Though riesling carried the day, we didn’t start there, instead beginning with a spätburgunder brut rosé. Spätburgunder (SHPAYT-bur-GUHN-der) is what pinot noir goes by in Germany, and this pretty pink bottle of 2010 Messmer spätburgunder ($33 at Square Wine Company) had classic aromas of strawberry. It was surprisingly ripe, almost like a California rosé.
A 2014 gewürztraminer from Carlson Vineyards in Colorado ($17 at Brennan’s) was, we were told, made in a German style. But I found it unlike any gewürz I’d ever had, with a steely quality and little of the expected flower garden perfume. Some tasters said they got petrol or acetone on the nose, others got nectarine, or stone fruit, at the very end.
Red wines from Germany are a bit harder to find in Madison but we tried several, including a pinot meunier and a pinot noir.
PHOTO BY LINDSAY CHRISTIANS
I adore riesling from the Finger Lakes, and the 2014 Ravines dry riesling ($16.99 at Riley’s Wines of the World) presented a perfect example of why. A refreshingly tart white, this wine had very little residual sugar and flavors of sour apple, with a higher alcohol level than some at 12.5 percent ABV.
Give this bottle to someone who thinks riesling is sweet and only sweet and watch what happens.
“This tastes like Rosh Hashanah — apples and honey,” said my friend Leah, tasting the 2013 Michel Fonné riesling from Alsace, in France.
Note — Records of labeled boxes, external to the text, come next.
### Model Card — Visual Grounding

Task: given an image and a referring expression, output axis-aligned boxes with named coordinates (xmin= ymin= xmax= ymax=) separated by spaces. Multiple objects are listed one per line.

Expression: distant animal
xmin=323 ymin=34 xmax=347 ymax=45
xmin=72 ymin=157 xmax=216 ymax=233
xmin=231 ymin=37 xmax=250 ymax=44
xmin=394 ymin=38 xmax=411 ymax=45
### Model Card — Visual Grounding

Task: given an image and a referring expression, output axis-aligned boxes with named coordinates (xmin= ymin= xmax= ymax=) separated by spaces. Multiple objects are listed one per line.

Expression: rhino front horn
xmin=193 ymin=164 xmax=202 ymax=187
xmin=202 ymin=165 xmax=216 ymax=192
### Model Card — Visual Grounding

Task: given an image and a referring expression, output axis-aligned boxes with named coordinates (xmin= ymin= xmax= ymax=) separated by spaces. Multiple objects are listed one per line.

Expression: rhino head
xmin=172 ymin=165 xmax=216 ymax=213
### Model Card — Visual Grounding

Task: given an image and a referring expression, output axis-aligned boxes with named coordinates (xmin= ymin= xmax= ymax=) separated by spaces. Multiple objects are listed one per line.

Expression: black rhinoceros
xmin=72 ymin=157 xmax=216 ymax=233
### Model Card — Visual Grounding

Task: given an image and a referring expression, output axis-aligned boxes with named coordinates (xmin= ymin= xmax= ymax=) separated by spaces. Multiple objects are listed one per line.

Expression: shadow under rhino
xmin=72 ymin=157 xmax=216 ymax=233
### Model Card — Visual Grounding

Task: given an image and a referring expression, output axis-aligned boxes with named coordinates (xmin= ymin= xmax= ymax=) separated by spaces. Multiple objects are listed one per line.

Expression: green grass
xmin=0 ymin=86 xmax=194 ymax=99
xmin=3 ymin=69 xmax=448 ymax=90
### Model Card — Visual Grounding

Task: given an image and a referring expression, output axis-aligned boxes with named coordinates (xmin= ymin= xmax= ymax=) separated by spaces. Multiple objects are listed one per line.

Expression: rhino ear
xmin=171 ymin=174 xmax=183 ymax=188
A friend dug this one out of his cellar, but Alsatian riesling is fairly easy to find in Madison and often very good, dry, delicious and food-friendly.
One of our newer tasters said she got “beeswax” in this one. Another said rye bread, or caraway.
The notes for the next wine got a little weird. To some, the 2011 Dr. Pauly Bergweiler riesling kabinett from Wehlener Sonnenuhr (mid-$20s) had a smell some described as “new plastic” and others thought was more like crayons or (seriously) “fresh bike grease.” Also: sugar.
Kabinett is technically the least sweet of the German classifications, below spatlese and auslese, but this one packed a sugary punch. Worth noting, too, is that the petrol aromas often blow off after a wine has been open for awhile.
I’m consistently a fan of Selbach-Oster’s rieslings, which are fairly easy to find in town. The 2007 Selbach-Oster Zeltinger Schlossberg riesling spatlese ($33 at Steve’s) was so pretty, a golden-well-aged riesling with flavors of honey and golden raisins. One taster called it, approvingly, “adult apple juice.”
David Sanborn hosted a tasting of wines from Germany and German varieties grown elsewhere. He discovered this riesling from 1980 in his parents’ basement. It was still delicious.
PHOTO BY LINDSAY CHRISTIANS
Finding a great red wine from Germany isn’t the easiest thing to do in Madison, but we rounded up a couple for this tasting on principle. The woman who brought the 2014 Darting pinot meunier ($17.99 at Steve’s on McKee) went to three wine shops before finding her bottle, made from one of the three primary grapes in Champagne. It was a light red, with high acid and mild tannins, a good pairing with much of the savory food.
Two people brought the 2012 Messmer pinot noir ($17 at Square Wine Company and Steve’s), a screwcap wine that had some off flavors many tasters didn’t care for. Both bottles were thin, funky and almost effervescent. One woman leaned over to me as I was taking notes and whispered, “dirty socks.”
After tasting a white wine that had aged for a full 36 years (!) in David’s basement, a 1980 Buena Vista riesling that had gone brown, plummy and sherry-like, we ended the tasting with dessert in a bottle.
A teensy tiny bottle of 2006 Dr. Loosen Beerenauslese ($21 at Steve’s for 187 mL) smelled like honeycomb and pear. It tasted like golden raisins, with the barest edge of acidity.
And the final wine came from Canada, a 2006 bottle of Mission Hill Five Vineyards ice wine riesling that tasted, despite relatively low alcohol (9 percent), like fortified wine. With a blush-brown color and a viscous, sticky texture, it went beautifully with the apple tart I brought.
Riesling and apples, apples and riesling. I’m so glad it’s fall.